Let's take a moment to reexamine that. What we've done here is create two variables. The first variable is in the Heap, and we're storing data in it. That's the obvious one. But the second variable is a pointer to the first one, and it exists on the Stack. This variable is the one that's really called favoriteNumber, and it's the one we're working with. It is important to remember that there are now two parts to our simple variable, one of which exists in each world. This kind of division is common is C, but omnipresent in Cocoa. When you start making objects, Cocoa makes them all in the Heap because the Stack isn't big enough to hold them. In Cocoa, you deal with objects through pointers everywhere and are actually forbidden from dealing with them directly.

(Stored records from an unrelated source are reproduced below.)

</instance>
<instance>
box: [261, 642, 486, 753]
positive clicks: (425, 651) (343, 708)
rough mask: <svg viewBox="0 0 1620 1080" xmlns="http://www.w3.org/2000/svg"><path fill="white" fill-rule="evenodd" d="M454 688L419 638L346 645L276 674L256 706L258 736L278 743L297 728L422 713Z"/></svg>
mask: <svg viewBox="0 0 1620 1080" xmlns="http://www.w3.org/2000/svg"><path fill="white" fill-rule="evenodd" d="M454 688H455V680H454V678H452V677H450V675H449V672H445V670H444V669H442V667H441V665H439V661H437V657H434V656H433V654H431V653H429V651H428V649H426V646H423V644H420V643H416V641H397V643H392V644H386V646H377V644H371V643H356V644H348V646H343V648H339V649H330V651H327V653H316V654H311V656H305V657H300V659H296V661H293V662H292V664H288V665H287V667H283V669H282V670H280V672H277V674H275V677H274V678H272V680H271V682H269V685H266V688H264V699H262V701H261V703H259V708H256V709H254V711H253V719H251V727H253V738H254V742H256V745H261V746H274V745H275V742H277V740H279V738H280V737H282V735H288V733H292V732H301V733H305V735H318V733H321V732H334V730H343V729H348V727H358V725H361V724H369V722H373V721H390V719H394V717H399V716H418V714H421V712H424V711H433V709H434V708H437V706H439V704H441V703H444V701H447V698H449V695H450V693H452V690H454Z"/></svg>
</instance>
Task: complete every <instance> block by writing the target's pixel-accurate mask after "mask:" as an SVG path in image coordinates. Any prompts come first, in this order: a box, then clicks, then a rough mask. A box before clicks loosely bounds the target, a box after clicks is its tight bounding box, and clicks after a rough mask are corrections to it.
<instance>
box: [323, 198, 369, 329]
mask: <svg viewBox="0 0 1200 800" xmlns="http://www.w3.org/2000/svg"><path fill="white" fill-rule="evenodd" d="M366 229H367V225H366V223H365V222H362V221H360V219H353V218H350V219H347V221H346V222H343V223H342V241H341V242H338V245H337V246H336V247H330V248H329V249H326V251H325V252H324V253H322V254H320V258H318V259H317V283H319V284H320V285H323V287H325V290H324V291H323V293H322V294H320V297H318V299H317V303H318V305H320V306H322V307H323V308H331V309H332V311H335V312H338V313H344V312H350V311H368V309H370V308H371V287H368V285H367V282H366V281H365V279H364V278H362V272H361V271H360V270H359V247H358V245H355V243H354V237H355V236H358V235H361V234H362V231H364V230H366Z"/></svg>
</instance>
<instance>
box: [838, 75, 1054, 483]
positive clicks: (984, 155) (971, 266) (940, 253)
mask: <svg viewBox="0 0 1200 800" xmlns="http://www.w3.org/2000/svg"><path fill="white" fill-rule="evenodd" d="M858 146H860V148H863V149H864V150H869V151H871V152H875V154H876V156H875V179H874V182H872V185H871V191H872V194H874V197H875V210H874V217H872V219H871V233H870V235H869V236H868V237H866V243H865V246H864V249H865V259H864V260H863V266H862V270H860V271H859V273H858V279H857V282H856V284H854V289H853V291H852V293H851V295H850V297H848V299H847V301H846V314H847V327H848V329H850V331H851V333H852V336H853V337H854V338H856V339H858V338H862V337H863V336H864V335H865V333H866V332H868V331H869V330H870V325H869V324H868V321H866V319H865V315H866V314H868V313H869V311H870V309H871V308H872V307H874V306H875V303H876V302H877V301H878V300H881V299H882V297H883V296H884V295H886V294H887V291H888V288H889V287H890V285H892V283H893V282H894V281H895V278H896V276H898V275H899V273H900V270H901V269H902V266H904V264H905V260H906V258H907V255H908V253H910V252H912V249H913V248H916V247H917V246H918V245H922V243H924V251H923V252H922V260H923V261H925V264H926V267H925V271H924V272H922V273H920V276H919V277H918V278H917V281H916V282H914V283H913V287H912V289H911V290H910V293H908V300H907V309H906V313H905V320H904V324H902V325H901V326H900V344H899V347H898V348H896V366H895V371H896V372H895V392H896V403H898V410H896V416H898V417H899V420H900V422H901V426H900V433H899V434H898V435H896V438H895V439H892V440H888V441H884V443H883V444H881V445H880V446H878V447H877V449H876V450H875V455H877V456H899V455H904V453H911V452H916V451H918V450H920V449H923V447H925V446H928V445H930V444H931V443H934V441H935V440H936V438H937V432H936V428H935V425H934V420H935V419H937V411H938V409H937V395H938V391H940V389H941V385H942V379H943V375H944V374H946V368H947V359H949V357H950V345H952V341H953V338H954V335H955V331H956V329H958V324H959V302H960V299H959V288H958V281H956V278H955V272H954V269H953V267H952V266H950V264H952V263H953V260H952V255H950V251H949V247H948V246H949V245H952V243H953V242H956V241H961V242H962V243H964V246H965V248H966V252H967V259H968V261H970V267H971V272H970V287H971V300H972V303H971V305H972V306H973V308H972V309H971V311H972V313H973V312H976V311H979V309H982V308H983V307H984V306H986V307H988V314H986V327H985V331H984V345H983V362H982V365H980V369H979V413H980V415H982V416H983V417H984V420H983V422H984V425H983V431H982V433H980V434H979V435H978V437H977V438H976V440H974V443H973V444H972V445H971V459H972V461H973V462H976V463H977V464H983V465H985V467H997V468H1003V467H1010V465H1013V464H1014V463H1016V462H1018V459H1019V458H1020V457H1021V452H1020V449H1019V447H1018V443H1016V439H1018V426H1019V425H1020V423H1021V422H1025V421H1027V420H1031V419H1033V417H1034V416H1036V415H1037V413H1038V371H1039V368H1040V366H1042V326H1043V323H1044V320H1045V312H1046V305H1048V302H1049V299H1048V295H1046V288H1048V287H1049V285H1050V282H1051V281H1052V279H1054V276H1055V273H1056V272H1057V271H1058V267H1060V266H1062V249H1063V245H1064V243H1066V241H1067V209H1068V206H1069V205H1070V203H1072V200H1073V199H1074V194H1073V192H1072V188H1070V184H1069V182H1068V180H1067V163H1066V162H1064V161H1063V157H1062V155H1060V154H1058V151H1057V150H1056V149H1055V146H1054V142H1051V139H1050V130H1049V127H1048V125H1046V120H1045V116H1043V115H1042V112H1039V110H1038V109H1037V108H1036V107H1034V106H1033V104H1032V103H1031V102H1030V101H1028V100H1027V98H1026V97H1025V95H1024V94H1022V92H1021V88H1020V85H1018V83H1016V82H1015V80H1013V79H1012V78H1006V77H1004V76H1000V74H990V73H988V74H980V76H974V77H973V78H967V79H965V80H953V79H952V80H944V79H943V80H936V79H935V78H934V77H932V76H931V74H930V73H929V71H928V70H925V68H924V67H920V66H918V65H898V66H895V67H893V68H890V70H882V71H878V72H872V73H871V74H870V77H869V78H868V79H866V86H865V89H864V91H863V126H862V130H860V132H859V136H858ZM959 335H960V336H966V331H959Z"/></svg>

Posted by: Cadwallader at January 18, 2004 10:14 PM

A variable leads a simple life, full of activity but quite short (measured in nanoseconds, usually). It all begins when the program finds a variable declaration, and a variable is born into the world of the executing program. There are two possible places where the variable might live, but we will venture into that a little later.

Posted by: Basil at January 18, 2004 10:14 PM

We can see an example of this in our code we've written so far. In each function's block, we declare variables that hold our data. When each function ends, the variables within are disposed of, and the space they were using is given back to the computer to use. The variables live in the blocks of conditionals and loops we write, but they don't cascade into functions we call, because those aren't sub-blocks, but different sections of code entirely. Every variable we've written has a well-defined lifetime of one function.

Posted by: Cecily at January 18, 2004 10:14 PM

The Stack is just what it sounds like: a tower of things that starts at the bottom and builds upward as it goes. In our case, the things in the stack are called "Stack Frames" or just "frames". We start with one stack frame at the very bottom, and we build up from there.

Posted by: Cecily at January 18, 2004 10:14 PM

But some variables are immortal. These variables are declared outside of blocks, outside of functions. Since they don't have a block to exist in they are called global variables (as opposed to local variables), because they exist in all blocks, everywhere, and they never go out of scope. Although powerful, these kinds of variables are generally frowned upon because they encourage bad program design.